Eksistensi Keramikus[sunting | sunting sumber]


F. Widayanto lahir di Jakarta pada 23 Januari 1953. Ia masuk Fakultas Seni Rupa dan Desain ITB
pada tahun 1981. beliau belajar dari dua guru seni yaitu Eddie Kartasubarna dalam hal seluk beluk
keramik dan Rita Widagdo yang memperkenalkan prinsip estetika seni modern. Sebagai seorang
keramikus di era yang serba ‘kontemporer’ ini, Widayanto memilih untuk berjalan di jalur tradisional,
dengan elemen – elemen dekoratif yang hampir pasti selalu menyertai setiap karyanya, baik karya
ekspresi maupun fungsional.[2]
Widiyanto mulai cenderung terpikat dengan dunia keramik dimulai pada masa beliau kuliah di ITB.

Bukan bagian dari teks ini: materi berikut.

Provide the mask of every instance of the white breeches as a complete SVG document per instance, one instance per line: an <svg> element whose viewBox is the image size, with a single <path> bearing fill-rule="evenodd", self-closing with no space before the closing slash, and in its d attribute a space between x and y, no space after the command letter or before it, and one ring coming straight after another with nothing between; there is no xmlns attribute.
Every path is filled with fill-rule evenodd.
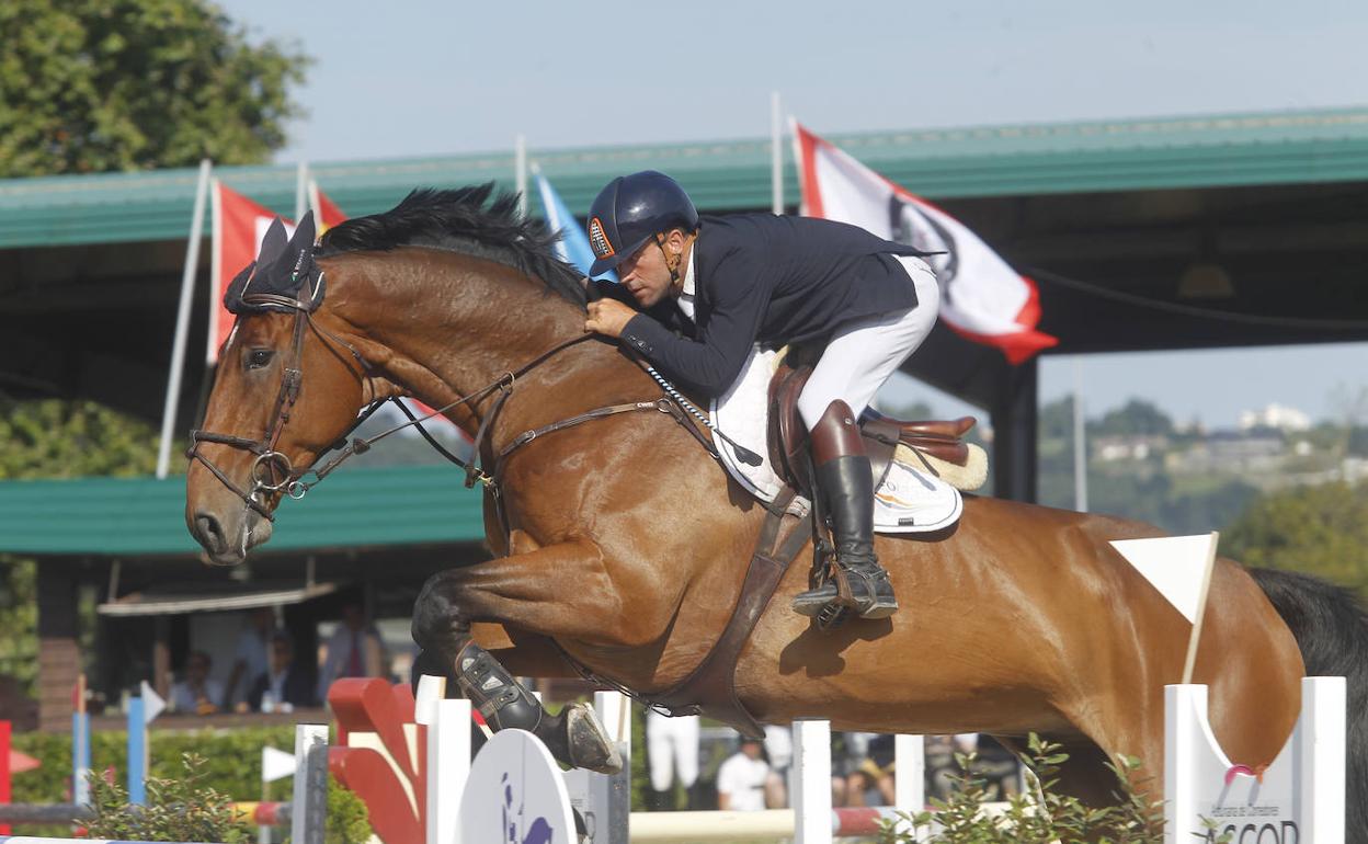
<svg viewBox="0 0 1368 844"><path fill-rule="evenodd" d="M698 781L699 718L683 715L670 718L654 711L646 714L646 752L651 761L651 788L666 791L670 774L677 773L680 785L692 788Z"/></svg>
<svg viewBox="0 0 1368 844"><path fill-rule="evenodd" d="M932 332L940 311L936 274L919 257L900 256L897 260L917 287L917 306L837 327L798 398L798 412L810 431L836 399L850 405L859 417L884 382Z"/></svg>

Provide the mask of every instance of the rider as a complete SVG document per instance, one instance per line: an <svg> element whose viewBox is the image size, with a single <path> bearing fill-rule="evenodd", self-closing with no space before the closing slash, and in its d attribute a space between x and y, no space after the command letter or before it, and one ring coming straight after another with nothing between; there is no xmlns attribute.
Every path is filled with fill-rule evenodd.
<svg viewBox="0 0 1368 844"><path fill-rule="evenodd" d="M666 378L707 397L732 386L752 343L829 338L799 413L815 480L832 514L836 565L793 609L834 603L865 618L897 611L874 555L874 490L856 419L936 323L940 293L919 252L863 228L813 217L699 216L684 189L655 171L613 179L590 209L587 331L620 338Z"/></svg>

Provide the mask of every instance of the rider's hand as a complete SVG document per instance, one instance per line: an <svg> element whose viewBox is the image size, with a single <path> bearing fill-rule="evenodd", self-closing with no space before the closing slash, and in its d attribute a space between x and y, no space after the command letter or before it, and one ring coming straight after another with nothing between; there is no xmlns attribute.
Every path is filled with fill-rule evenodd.
<svg viewBox="0 0 1368 844"><path fill-rule="evenodd" d="M586 331L596 331L607 337L621 337L622 328L636 316L636 311L628 308L617 300L598 300L590 302L588 319L584 320Z"/></svg>

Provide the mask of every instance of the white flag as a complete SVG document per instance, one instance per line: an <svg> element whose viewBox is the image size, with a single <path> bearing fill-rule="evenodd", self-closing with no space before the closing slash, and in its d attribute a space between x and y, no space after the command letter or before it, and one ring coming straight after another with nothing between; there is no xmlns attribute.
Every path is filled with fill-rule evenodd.
<svg viewBox="0 0 1368 844"><path fill-rule="evenodd" d="M283 750L276 750L274 747L261 748L263 782L275 782L276 780L283 780L285 777L293 777L294 766L294 754L287 754Z"/></svg>
<svg viewBox="0 0 1368 844"><path fill-rule="evenodd" d="M925 252L940 282L940 317L956 334L996 346L1012 364L1057 339L1036 331L1036 283L963 223L793 123L803 213L859 226Z"/></svg>
<svg viewBox="0 0 1368 844"><path fill-rule="evenodd" d="M152 688L146 680L142 681L142 722L152 724L157 715L166 711L167 702Z"/></svg>
<svg viewBox="0 0 1368 844"><path fill-rule="evenodd" d="M1111 543L1187 621L1196 624L1216 558L1216 533Z"/></svg>

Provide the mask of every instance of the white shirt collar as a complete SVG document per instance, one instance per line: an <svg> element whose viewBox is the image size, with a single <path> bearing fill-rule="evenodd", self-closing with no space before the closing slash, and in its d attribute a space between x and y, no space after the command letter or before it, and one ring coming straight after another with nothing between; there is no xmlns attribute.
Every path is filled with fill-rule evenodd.
<svg viewBox="0 0 1368 844"><path fill-rule="evenodd" d="M694 248L688 250L688 269L684 271L684 289L680 295L694 295L694 249L698 248L698 241L694 241Z"/></svg>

disamping lingkungan yg cenderung modernis, ia memilih untuk menjauh dan memilih seni klasik .
Walau demikian beliau tetap memadukan unsur-unsur seni modern dalam karya seninya. [2]
Menurut beliau keramik adalah medium yang menarik sekaligus menyulitkan. “Yang menarik di
keramik kira-kira begini. Semua barang kalau dibakar akan rusak. Tapi ternyata, keramik
membalikkannya, semua barang yang dibakar justru semakin kuat,”. Hal ini, memang terkadang
menjadi batu sandungan bagi mereka yang baru belajar keramik. Tingkat kesulitan yang tinggi untuk
menguasai keramik kadang menjadikan seseorang berhenti mempelajari material ini. [2]Widayanto
merupakan seorang seniman yang baik dalam urusan menejemen karya dan memiliki jiwa
intrepreneurship yang mumpuni dibidangnya.[2]
Sebagai amunisi penting yang harus dimiliki seniman keramik, skill dan pengetahuan teknis
merupakan komponen penting dan utama dalam segala hal. Dalam hal ini, karya – karya Widayanto
jelas memiliki aspek teknis yang sangat tinggi. Kemampuan artistiknya dalam mengolah figure dari
lempung dan penerapan glasir, menjadikannya sebagai seniman yang mampu menggabungkan
antara ekspresi budaya Jawa dengan semangat modern yang menyentil. Beliau mengganggap
tanah sebagai media yang baik dalam berekspresi dan mengaktualisasikan diri. Oleh karena ini
beliau tak pernah mempermasalahkan posisi keramik dalam konstelasi seni rupa masa kini.